PKMNGamesTable = soup.find('table', class_ = "wikitable plainrowheaders")

In [6]:
# Splicing is done here. This is because, after the columns of the table are shown in the list, 
# the column data for "Game" is then presented.

#Column titles spliced from PKMNGamesTable.
column_titles_html = PKMNGamesTable.find_all('th')[:5]

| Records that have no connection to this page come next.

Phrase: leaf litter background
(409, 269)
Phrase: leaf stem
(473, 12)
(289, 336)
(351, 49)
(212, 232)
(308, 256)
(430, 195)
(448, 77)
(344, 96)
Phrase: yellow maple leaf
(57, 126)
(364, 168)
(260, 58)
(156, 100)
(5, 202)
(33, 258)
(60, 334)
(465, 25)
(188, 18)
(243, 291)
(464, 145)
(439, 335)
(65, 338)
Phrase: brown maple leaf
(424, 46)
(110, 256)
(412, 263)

#Game titles spliced from PKMNGamesTable.
game_column_html = PKMNGamesTable.find_all('th')[5:]

In [7]:
# Obtain a cleaned version of the columns.
column_titles = [title.text.strip() for title in column_titles_html]
game_column = [entry.text.strip() for entry in game_column_html]
print("column_titles = ", column_titles)
print("\n")
print("game_column = ", game_column)

column_titles =  ['Game', 'Year', 'Units sold(in millions)', 'GameRankings', 'Metacritic']

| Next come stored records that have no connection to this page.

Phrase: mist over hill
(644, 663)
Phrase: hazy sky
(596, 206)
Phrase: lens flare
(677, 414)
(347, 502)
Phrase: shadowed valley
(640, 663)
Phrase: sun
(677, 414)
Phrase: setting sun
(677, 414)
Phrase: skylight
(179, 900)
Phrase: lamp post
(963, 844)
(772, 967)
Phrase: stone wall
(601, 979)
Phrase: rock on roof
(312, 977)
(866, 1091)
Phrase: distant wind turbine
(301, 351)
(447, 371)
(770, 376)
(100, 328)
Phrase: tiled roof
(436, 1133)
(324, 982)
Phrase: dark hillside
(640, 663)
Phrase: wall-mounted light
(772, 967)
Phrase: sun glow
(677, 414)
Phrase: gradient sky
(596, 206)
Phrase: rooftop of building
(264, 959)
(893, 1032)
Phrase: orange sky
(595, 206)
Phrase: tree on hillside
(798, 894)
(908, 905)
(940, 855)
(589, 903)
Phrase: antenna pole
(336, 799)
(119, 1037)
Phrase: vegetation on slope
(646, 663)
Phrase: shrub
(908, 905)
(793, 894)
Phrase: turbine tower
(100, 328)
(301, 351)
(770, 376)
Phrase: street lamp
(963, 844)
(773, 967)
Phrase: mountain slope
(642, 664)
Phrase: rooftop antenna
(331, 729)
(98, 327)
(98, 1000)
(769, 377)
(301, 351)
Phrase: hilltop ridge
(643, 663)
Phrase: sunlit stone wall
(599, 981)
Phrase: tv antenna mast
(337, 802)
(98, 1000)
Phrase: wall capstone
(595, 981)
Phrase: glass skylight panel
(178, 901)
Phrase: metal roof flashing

game_column =  ['Pokémon Red and Blue', 'Pokémon Yellow', 'Pokémon Gold and Silver', 'Pokémon Crystal', 'Pokémon Ruby and Sapphire', 'Pokémon FireRed and LeafGreen', 'Pokémon Emerald', 'Pokémon Diamond and Pearl', 'Pokémon Platinum', 'Pokémon HeartGold and SoulSilver', 'Pokémon Black and White', 'Pokémon Black 2 and White 2', 'Pokémon X and Y', 'Pokémon Omega Ruby and Alpha Sapphire', 'Pokémon Sun and Moon', 'Pokémon Ultra Sun and Ultra Moon', "Pokémon: Let's Go, Pikachu! and Let's Go, Eevee!", 'Pokémon Sword and Shield', 'Pokémon Brilliant Diamond and Shining Pearl', 'Pokémon Legends: Arceus', 'Pokémon Scarlet and Violet']


In [8]:
# Generate a new dataframe with column names matching the columns from the scraped table.
df = pd.DataFrame(columns = column_titles)

df

Unnamed: 0,Game,Year,Units sold(in millions),GameRankings,Metacritic


In [9]:
column_data_html = PKMNGamesTable.find_all('tr')

In [10]:
# Add data into pandas dataframe.
for i in range(len(column_data_html[1:])): 
    # Extract the 4 remaining columns of data.
    data = column_data_html[1:][i].find_all('td')
    row_data = [entry.text.strip() for entry in data]
    
    # Add the columns for Game into the first column.
    row_data.insert(0, game_column[i])

    # The length will increase by 1 due to the rows being added to it in df.loc[length] = row_data. This iterates the process. 
    length = len(df)
    df.loc[length] = row_data

In [11]:
# View, uncleaned, extracted dataset!
df

Unnamed: 0,Game,Year,Units sold(in millions),GameRankings,Metacritic
0,Pokémon Red and Blue,1996,31.37[70],88%[71][72],-
1,Pokémon Yellow,1998,14.64[70],85%[73],-
2,Pokémon Gold and Silver,1999,23.73[74],90%[75][76],-
3,Pokémon Crystal,2000,6.39[70],80%[77],-
4,Pokémon Ruby and Sapphire,2002,16.22[78],84%[79][80],82/100[81]
5,Pokémon FireRed and LeafGreen,2004,12[78],81%[82][83],81/100[84][85]
6,Pokémon Emerald,2004,6.32[86],77%[87],76/100[88]
7,Pokémon Diamond and Pearl,2006,17.67[89],85%[90][91],85/100[92][93]
8,Pokémon Platinum,2008,7.06[94],83%[95],84/100[96]
9,Pokémon HeartGold and SoulSilver,2009,12.72[89],88%[97][98],87/100[99][100]


In [12]:
# Convert to CSV for cleaning and analysis.
df.to_csv('/Users/adnanhussain/Documents/PokemonGamesData.csv', index=False)